Günümüzde inhiraf (sapma) açısı denilen dünyanın güneş etrafındaki dönüşüne nisbetle kendi etrafındaki dönüşünün meylini de (yaz ve kış itidal kıymetini) hesaplamıştır. Bu meyli, 23 derece olarak bulmuştur.
Bettani, büyük bir doğrulukla tutulma dairesinin deklinasyonunu (meyil) tropikal yıl ve mevsimlerin müddeti ile güneşin hakiki ve vasati hareketini tayin etmiştir. Arzın iki itidal noktası (ilkbahar ve sonbahar noktaları) arasındaki gerilme hareketini ve bunun sonucu, zaman denkleminin asırdan asıra yavaş bir değişime uğradığını isbat etmiştir. Bununla Batlemyüs'ün günöte noktasının sabit olduğu iddiasını çürütmüştür. Batlemyüs'ün aksine güneşin görünen çapının değişmesini ve dairevi Güneş tutulması ihtimallerini isbat etmiştir. Ay ve gezegenlerin hareketleri hakkındaki bilgileri düzeltmiş ve yeni ayın görülme şartlarını tayine yarayan yeni ve pek maharetli bir usul bulmuştur. Batlemyüs'ün itidal noktaları hareketi için verdiği değerleri düzeltmiştir.

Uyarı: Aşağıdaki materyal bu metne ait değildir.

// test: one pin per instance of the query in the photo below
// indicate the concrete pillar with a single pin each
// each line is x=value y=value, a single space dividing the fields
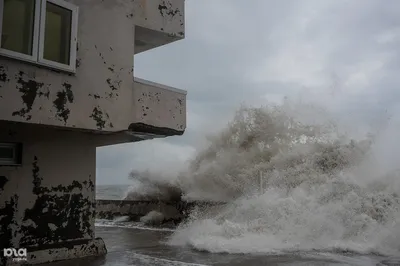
x=47 y=204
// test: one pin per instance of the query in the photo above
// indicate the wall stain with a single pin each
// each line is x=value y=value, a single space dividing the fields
x=3 y=77
x=78 y=62
x=7 y=223
x=167 y=9
x=69 y=212
x=97 y=116
x=114 y=85
x=95 y=96
x=30 y=90
x=63 y=97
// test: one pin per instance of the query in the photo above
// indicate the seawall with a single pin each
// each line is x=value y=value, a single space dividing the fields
x=173 y=211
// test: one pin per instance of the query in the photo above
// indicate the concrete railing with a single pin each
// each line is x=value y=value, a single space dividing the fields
x=158 y=109
x=135 y=209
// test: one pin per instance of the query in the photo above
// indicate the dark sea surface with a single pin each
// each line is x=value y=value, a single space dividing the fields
x=135 y=244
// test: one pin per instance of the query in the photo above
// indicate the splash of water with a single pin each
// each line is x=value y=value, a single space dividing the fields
x=319 y=189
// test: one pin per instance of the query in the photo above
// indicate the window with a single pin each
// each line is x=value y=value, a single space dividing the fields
x=10 y=154
x=39 y=31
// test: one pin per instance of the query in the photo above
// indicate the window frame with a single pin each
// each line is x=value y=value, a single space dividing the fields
x=17 y=154
x=35 y=39
x=38 y=37
x=73 y=38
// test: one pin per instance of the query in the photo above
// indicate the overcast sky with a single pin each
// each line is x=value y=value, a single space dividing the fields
x=344 y=54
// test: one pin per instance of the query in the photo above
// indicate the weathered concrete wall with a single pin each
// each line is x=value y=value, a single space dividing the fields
x=158 y=22
x=108 y=209
x=135 y=209
x=99 y=95
x=50 y=198
x=159 y=106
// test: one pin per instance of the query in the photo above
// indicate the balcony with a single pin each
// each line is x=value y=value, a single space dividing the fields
x=158 y=110
x=158 y=22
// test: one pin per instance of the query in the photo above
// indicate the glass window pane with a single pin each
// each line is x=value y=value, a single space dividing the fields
x=18 y=24
x=57 y=37
x=6 y=152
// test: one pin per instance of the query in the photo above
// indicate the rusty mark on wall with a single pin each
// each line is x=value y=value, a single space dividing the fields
x=30 y=90
x=63 y=97
x=166 y=8
x=57 y=217
x=97 y=116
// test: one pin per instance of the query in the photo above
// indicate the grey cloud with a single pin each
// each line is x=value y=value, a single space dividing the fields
x=343 y=54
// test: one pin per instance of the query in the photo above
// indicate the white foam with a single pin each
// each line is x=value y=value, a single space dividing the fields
x=153 y=261
x=131 y=225
x=293 y=182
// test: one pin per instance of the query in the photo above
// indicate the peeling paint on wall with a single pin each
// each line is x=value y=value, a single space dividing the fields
x=166 y=9
x=3 y=78
x=30 y=89
x=7 y=223
x=97 y=116
x=60 y=102
x=59 y=213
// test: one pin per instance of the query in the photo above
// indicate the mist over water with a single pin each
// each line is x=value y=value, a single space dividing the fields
x=292 y=182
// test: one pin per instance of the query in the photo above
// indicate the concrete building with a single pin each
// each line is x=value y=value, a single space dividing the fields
x=67 y=87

Bunlara ilave olarak, Bettani, küresel üçgenlere ait bazı problemleri doğrusal açınım izdüşümü ile güzel bir metodla halletmiş ve bu usullerden Regiomontanus (1436-1476) istifade etmiştir. Güneş ve ay tutulmaları hakkındaki mükemmel rasatları, 1794 senesinde ay hareketlerinin asırlık ivmesini tayin hususunda Duuthorn'un işine yaramıştır. Astronomi ve matematikte asrının teki ve İslam astronomicilerinin piri ve reisidir. Kırk iki sene astronomi üzerinde çalışmış ve yukarıda işaret edildiği gibi bu ilim dalına çok hizmet etmiştir.

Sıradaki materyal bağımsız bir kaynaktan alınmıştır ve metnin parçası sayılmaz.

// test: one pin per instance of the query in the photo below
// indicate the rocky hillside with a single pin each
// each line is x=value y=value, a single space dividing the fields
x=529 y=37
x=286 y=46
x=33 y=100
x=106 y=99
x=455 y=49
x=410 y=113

Keskin bir zekaya sahib olan Bettani ilmi ölçmelerde mekanik aletler kullanmıştır. Usturlab, mikyas, güneş saati (ufki ve dikey), mural quadrant (rub-ı dairesi) kullandığı belli başlı aletler arasındaydı. Bettani sadece astronomi dalında değil, matematik ve coğrafya sahalarında da üstad olarak tanınmıştır. Yeni trigonometrinin gerçek kaşifi kabul edilen Bettani, ilmi çalışmalarını küresel trigonometri üzerine teksif etmiştir. Dik üçgenleri inceleyerek, sinüs, cosinüs, tanjant, cotanjant, secant ve cosekant mefhumlarını ortaya koydu. Sıfırdan 90 dereceye kadar açıların trigonometrik değerlerini hesapladı. Cebirsel çözüm usullerini trigonometrik denklemlere uyguladı. Greklerin geometrik çözüm esaslarını tenkid etti. Yerine cebirsel çözüm yolunu getirdi. Açıların cebirsel kıymetlerini hesapladı.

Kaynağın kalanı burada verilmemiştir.